La quête spirituelle persienne s’opère hors des cadres religieux traditionnels. Le divin, chez Perse est de l’ordre de l’immanence et non de la transcendance ; il n’est pas situé dans un au-delà du monde où règne la Face de Dieu, mais ici-bas, dans « l’immédiat du monde ». Lors d’une conversation rapportée par le poète Claude Vigée, Perse déclare à ce sujet :
« Le feu divin, me dit Saint-John Perse, m'apparaissait déjà dans l'immédiat du monde. Je n'avais besoin d'aucun intercesseur, sinon de ceux-là mêmes dont notre univers se constitue ici bas. C'est pourquoi je n'ai jamais pu me sentir tout à fait chrétien: comme les vrais enfants des îles, ajouta-t-il avec un sourire que démentait le sérieux de son regard très noir, je suis sauvé de naissance… » [5]
L’appréhension du divin chez Perse se fait grâce à la participation aux forces vitales du monde (Neiges, Pluies, Vents, Mers, Oiseaux) ; c’est par l’observation du monde que l’on peut espérer accéder aux secrets du monde, à « l’énergie spirituelle dans le monde »[6]. Et le rôle de la poésie est justement de révéler les secrets du monde, de témoigner de la présence du divin dans les choses:
« De l'exigence poétique, exigence spirituelle, sont nées les religions elles-mêmes, et par la grâce poétique, l'étincelle du divin vit à jamais dans le silex humain. Quand les mythologies s'effondrent, c'est dans la poésie que trouve refuge le divin ; peut-être même son relais. »[7]
Et le rôle du poète est de « tenir pour nous liaison avec la permanence et l’unité de l’Être »[8]
Dans cette quête de l’Être, la mer occupe une place centrale ; elle est le « miroir symbolique de toutes les recherches humaines, temporelles et éternelles[9]». Amers, écrit pendant la Seconde Guerre mondiale et publié en 1957 chez Gallimard, est tout entier centré sur l’élement maritime ; c’est un hymne « en l’honneur de la Mer . Une note de Perse pour son traducteur suédois Erik Lindegren, explicite la thématique globale de ce long poème de la mer :
« J'ai voulu exalter, dans toute son ardeur et sa fierté, le drame de cette condition humaine, ou plutôt de cette marche humaine, que l'on se plaît aujourd'hui à ravaler et diminuer jusqu'à vouloir la priver de toute signification, de tout rattachement suprême aux grandes forces qui nous créent, qui nous empruntent et qui nous lient. C'est l'intégrité même de l'homme - et de l'homme de tout temps, physique et moral, sous sa vocation de puissance et son goût du divin - que j'ai voulu dresser sur le seuil le plus nu, face à la nuit splendide de son destin en cours. Et c'est la Mer que j'ai choisie, symboliquement, comme miroir offert à ce destin - comme lieu de convergence et de rayonnement : vrai "lieu géométrique" et table d'orientation, en même temps que réservoir de forces éternelles pour l'accomplissement et le dépassement de l'homme, cet insatiable migrateur.
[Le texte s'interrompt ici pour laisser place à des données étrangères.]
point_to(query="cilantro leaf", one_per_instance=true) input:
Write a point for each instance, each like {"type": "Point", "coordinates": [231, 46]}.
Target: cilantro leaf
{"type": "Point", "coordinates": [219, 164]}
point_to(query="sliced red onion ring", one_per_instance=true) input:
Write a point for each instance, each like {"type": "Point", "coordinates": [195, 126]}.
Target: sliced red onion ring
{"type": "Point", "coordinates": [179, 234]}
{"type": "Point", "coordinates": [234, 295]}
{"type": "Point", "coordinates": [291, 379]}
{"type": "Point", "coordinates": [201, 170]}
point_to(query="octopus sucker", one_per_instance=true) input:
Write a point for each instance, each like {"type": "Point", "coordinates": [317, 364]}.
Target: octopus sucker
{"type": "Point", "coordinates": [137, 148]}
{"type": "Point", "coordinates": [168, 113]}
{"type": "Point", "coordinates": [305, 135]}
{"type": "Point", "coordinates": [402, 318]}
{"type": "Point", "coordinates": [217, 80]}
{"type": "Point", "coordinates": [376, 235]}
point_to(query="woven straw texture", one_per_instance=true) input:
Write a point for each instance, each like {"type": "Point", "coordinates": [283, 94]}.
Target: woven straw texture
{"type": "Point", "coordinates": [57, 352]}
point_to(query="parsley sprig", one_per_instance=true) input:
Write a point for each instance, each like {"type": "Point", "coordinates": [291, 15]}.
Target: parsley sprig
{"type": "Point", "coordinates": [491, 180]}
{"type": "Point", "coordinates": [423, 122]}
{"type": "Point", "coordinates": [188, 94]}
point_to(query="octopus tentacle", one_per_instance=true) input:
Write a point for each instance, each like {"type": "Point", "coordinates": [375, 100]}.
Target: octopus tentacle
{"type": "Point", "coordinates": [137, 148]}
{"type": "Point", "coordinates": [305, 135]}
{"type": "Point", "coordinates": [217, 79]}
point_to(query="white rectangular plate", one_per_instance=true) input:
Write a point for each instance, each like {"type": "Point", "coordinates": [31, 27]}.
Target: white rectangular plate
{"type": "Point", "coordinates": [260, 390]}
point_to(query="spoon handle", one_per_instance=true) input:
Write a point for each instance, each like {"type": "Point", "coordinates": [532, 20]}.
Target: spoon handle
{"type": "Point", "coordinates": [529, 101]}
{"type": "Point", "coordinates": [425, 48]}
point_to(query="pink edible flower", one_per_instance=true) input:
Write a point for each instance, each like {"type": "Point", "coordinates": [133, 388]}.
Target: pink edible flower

J’ai pris la marche vers la Mer comme une illustration de cette quête errante de l’esprit moderne, aimanté toujours par l’attrait même de son insoumission.[10]»
Composé à la manière des tragédies antiques, Amers comprend 4 mouvements : « Invocation », « Strophe », « Chœur » et « Dédicace ». Le chant « Et vous, Mers… », objet de notre analyse, ouvre le premier mouvement qui est une sorte d’exorde ; il se présente comme une invocation, une louange adressée à un locuteur symbolique : la Mer, force médiatrice entre le monde des apparences et le monde de la profondeur, lieu privilégié de la rencontre avec l’Être : « auxiliatrice et médiatrice autant que révélatrice – au cœur même de l’homme »[11], déclare Saint-John Perse.